What does this mean for me? I’ll tell you what this means: I’ll have to watch football like a normal man, which means I will drive my friends and family insane by describing every action in the game to them like I would on television. But remember, I won’t be on television. Unless I get one of those video camera/TV displays from Sears. Then I’ll be on TV, but on a separate one from the game or on picture-in-picture (PIP).

Also, I won’t be able to do the scribble arrows thing anymore without a dry erase marker.

This retirement from all football game announcing means that I will also no longer appear on Monday Night Football.
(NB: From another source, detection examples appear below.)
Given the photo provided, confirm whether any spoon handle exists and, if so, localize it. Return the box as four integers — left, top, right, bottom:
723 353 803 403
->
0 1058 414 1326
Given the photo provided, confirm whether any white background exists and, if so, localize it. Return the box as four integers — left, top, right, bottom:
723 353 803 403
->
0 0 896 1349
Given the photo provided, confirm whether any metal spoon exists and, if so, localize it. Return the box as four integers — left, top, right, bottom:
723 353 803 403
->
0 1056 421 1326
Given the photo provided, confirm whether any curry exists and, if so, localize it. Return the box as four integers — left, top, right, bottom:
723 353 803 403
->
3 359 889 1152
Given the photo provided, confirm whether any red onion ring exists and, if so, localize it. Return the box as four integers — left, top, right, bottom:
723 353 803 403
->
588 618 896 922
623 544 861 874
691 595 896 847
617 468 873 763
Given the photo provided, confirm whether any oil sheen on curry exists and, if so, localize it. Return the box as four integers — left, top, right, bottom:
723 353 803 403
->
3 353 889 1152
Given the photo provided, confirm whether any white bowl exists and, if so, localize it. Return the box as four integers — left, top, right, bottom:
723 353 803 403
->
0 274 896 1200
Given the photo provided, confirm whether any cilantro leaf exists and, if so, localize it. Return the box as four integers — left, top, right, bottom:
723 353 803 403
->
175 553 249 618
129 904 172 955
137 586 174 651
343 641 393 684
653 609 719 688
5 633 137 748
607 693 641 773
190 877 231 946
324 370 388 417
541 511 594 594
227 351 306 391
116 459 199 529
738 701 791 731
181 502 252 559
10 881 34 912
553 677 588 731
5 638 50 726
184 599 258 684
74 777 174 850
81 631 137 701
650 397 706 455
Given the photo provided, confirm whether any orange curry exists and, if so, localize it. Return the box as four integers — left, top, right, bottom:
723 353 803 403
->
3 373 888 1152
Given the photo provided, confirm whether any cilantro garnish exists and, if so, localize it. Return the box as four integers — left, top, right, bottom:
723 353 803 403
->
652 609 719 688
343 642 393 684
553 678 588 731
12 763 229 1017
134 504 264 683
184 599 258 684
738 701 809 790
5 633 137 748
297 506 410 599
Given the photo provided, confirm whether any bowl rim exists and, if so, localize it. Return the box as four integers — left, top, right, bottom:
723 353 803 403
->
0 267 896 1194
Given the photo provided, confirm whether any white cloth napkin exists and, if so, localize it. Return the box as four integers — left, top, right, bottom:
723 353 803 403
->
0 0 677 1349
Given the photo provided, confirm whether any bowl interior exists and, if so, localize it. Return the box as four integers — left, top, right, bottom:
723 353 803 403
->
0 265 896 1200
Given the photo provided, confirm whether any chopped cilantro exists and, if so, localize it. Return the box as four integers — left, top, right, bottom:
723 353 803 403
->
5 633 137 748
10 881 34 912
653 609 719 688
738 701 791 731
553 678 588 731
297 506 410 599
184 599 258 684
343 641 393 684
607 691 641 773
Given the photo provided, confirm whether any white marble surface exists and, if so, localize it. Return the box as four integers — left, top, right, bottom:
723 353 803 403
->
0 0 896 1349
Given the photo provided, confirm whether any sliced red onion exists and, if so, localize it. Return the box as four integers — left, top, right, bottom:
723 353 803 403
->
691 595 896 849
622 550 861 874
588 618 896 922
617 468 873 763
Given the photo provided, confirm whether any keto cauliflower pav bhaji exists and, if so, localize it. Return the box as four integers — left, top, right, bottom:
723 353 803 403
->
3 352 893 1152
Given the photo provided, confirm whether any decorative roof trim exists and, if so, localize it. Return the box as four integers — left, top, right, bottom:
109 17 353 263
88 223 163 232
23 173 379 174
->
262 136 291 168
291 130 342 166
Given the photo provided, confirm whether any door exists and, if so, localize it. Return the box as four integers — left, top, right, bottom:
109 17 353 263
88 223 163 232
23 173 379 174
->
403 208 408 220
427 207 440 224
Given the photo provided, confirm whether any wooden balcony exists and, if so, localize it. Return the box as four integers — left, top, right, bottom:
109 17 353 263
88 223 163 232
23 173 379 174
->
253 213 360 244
This is because the Monday night game is still a football game, only on a Monday night instead of a Sunday afternoon or night, Saturday night or the occasional Tuesday or Thursday night game.

In closing, this means that I will no longer be paid by NBC to talk about the plays during the game, which must occur for it to be considered a game or there’s a penalty for delay of game. (That’s when a team delays the game by failing to commence a play before the play clock reaches 0.)

Good night, unless it’s not night where you are, in which case, the sun is still up or it is not after 5 pm.

Osama Bin Laden: Unfunnier than Dane Cook

Note: Today’s Osama Bin Laden coverage is brought to you by a guest SeriouslyGuy, Jay Leno’s monologue writer.

So Bin Laden released a new audio tape.  (Did you hear about this?)

In the tape, he tries out some new material about the Catholic Church and the Pope.  Yeah, that’s what we thought: too easy … just like the priests! We mean, who doesn’t have a thing for the Pope?  Certainly not his alter boys. Ba-zing!

(Oh, c’mon.  You laughed at the Spitzer-not-swallowtzer jokes.)

The sad part is that OsBiLa (that’s his nickname from entertainment reporters) didn’t go for the easy jokes.  Instead, he went after the Danish Mohammad cartoons from 2005! We mean, sure, it’s a rant, but since when did Dennis Miller wear a turban?

(We’re just kidding, folks.  Dennis is good people, like Peter the Great at a Frank Lloyd Wright exhibit.)

We’ve got a great Web site for you today!  Steely Dan is here!